The first three times were when Mark Gerban, a Drexel grad who started out sculling on the Schuylkill, raced at Worlds in the light single in 2005, 2006, and 2007. Gerban has acted as a mentor for Younis and has been helping along his journey to get himself on to the world stage.
Younis, who lives and trains in Boston at Riverside Boat Club, grew up in the United States, learned to row in high school in Worcester, Massachusetts, and rowed collegiately at Mercyhurst University.
row2k asked Younis about what it means to him to be here at Worlds, racing for Palestine:
"It means the world to me," he told row2k. "I'm American, and I'm of Palestinian and Irish descent, and just being here and being able to represent Palestine and seeing our flag with the other flags, with the other nations, is a really beautiful thing. It means the world to me, because, growing up in the States, whether as an actor or a model or artist or a musician, I never really got to see myself in that way. There's obviously stereotypes and stigmas but there's a lot of beautiful qualities about being Palestinian.
"I've worked with the Palestinian Rowing Federation and the Palestinian Olympic Committee and, thank God, they've been helping me and supporting me throughout this. It's been a big project just to get here. I just want to thank World Rowing and the Development Program, because they gave me an opportunity.
"On the road to success, there's going to be failure, but you can't even start that process of failure without opportunity and they gave me that, so I'm very blessed."
Younis finished sixth in his opening heat today, and will race the Repechage tomorrow for another chance to advance.

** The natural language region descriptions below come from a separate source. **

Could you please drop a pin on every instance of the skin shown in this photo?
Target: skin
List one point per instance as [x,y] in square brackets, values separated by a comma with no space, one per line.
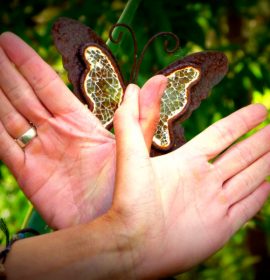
[68,170]
[159,225]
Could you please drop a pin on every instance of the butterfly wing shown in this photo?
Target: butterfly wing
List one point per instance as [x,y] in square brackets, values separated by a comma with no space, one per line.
[97,80]
[189,82]
[91,68]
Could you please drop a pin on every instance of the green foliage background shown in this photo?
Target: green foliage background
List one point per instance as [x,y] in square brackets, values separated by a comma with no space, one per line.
[239,28]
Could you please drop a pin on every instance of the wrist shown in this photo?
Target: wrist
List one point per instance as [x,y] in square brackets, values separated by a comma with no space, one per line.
[98,250]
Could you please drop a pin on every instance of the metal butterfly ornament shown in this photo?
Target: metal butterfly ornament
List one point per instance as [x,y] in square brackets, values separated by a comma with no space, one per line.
[97,80]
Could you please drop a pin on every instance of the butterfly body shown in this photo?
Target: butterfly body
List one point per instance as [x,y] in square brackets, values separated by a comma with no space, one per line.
[97,80]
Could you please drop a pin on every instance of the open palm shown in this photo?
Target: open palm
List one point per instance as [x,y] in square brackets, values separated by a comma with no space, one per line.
[179,208]
[67,172]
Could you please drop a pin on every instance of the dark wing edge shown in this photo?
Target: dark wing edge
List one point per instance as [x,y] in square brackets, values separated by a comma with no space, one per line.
[213,66]
[70,37]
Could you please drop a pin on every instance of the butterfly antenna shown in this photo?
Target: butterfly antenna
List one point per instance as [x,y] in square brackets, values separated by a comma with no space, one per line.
[165,47]
[118,39]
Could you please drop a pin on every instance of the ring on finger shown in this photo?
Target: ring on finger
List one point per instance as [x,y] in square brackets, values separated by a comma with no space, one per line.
[27,137]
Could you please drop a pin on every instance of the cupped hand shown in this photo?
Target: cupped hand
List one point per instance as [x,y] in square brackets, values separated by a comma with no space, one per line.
[176,210]
[67,171]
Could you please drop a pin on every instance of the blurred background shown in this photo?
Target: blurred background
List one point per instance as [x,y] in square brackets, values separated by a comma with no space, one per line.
[239,28]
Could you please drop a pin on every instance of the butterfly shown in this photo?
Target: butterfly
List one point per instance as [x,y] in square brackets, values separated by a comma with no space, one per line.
[97,80]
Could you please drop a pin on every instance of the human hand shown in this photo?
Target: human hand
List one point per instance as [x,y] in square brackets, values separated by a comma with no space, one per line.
[67,171]
[175,210]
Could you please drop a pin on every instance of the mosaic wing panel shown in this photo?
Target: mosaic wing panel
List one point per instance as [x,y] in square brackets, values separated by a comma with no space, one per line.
[173,103]
[102,84]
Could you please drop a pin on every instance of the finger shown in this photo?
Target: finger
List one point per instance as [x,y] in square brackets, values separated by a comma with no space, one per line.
[18,91]
[126,123]
[149,100]
[14,123]
[10,152]
[245,209]
[223,133]
[244,183]
[47,85]
[131,150]
[242,154]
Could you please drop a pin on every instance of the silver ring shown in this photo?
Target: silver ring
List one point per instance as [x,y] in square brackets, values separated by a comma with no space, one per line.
[29,135]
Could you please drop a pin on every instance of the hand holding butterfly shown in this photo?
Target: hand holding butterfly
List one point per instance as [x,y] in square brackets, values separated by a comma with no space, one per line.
[67,172]
[169,212]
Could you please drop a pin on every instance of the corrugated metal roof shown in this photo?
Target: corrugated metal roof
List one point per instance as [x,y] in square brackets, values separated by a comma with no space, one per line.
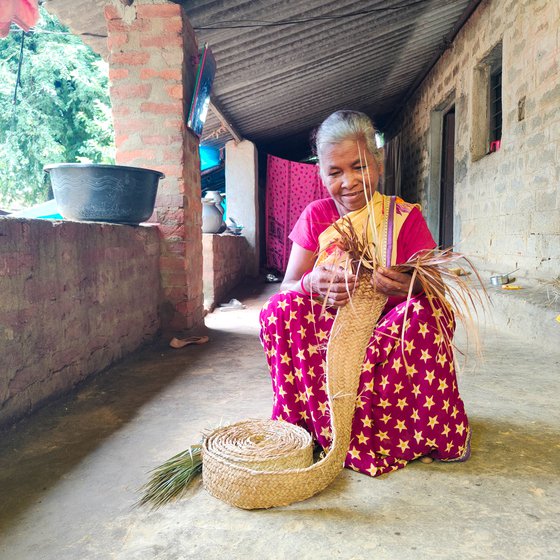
[276,83]
[283,65]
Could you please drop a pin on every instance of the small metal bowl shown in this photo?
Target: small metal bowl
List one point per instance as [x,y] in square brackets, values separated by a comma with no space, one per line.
[501,279]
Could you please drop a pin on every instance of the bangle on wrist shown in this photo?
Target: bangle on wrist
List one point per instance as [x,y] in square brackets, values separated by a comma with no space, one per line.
[302,284]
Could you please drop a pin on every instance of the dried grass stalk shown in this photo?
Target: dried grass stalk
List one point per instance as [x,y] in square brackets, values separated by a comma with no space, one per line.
[170,480]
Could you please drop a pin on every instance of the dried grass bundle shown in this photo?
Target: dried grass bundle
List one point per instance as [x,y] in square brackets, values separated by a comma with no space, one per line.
[449,278]
[172,478]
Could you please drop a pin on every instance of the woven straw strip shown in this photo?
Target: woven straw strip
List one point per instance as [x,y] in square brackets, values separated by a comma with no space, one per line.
[250,469]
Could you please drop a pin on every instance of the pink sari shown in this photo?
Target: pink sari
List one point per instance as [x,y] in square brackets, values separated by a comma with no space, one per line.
[408,403]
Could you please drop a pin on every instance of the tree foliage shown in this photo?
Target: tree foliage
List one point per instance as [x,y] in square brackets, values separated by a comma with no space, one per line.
[62,112]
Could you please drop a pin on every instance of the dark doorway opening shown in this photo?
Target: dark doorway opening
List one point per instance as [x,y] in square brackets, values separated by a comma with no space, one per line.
[447,179]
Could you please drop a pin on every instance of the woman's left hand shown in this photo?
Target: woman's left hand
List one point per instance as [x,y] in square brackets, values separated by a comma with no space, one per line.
[391,283]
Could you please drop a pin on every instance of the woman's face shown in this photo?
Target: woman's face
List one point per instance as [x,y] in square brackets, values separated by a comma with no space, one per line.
[348,172]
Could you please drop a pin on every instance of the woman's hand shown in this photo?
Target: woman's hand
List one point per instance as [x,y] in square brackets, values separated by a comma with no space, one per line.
[392,283]
[332,283]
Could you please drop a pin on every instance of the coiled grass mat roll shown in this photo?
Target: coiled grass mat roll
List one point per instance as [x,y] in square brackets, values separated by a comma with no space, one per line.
[269,463]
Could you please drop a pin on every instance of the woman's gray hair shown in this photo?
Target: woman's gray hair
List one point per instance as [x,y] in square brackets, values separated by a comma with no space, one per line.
[347,125]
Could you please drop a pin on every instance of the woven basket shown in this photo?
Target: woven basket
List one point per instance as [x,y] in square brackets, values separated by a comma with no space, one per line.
[268,463]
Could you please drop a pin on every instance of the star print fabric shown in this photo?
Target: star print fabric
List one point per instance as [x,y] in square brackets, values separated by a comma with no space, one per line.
[408,403]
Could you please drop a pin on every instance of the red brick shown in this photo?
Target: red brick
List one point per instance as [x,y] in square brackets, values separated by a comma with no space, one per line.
[120,110]
[130,125]
[162,108]
[166,74]
[116,40]
[121,139]
[177,233]
[125,156]
[173,279]
[174,25]
[175,124]
[173,153]
[116,25]
[176,92]
[171,170]
[162,42]
[176,294]
[133,58]
[158,11]
[111,13]
[156,139]
[128,91]
[170,217]
[118,73]
[172,264]
[174,248]
[173,200]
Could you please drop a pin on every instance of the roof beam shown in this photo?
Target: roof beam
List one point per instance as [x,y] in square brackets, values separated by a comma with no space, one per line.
[221,117]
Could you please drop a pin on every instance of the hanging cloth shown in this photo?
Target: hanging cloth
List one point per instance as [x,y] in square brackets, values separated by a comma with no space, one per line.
[290,187]
[24,13]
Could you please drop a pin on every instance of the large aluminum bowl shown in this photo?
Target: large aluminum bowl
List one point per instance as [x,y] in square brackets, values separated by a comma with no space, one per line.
[104,193]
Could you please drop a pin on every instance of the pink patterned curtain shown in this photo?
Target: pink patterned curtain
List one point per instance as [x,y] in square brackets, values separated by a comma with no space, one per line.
[290,187]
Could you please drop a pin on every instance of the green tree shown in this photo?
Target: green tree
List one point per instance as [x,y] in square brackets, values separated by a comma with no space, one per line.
[62,112]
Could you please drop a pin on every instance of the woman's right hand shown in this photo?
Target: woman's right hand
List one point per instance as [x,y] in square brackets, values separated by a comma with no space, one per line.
[331,283]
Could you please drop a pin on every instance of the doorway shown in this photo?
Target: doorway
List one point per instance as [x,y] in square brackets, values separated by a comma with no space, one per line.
[447,179]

"It's just one race today," he says, "And Palestinians are very strong resilient people: we can we can push through and get past one bad race, I promise you that.
"There are kids in Gaza, there are kids in the West Bank, there's Palestinians all over the world and I've gotten a lot of love and people telling me that I'm their hero. But I always tell them the real heroes are the Palestinian parents that are in Gaza, still taking care of their kids, still going to work every day. And the Palestinian kids are my heroes, the kids who still go to school every single day and deal with the adversity and they still hone in on a craft, whether it's music or rowing or art or whatever it is.
"I'm just I'm just a guy in a boat. But I do count my blessings. I feel incredibly blessed."
Younis, whose coach Mark Grinberg is Jewish, is working to absorb as much as he can during the week of racing.
"This regatta is about that we got here, let's learn from it. I have a dream to make the Olympics, whether it's 2024 or 2028. And if you're if you're trying to be on this stage, you have to play with the big boys. I'm learning and I'm going to apply this and whatever happens at this regatta, it's a benchmark that I can learn from and apply to the next steps, for Worlds 2023."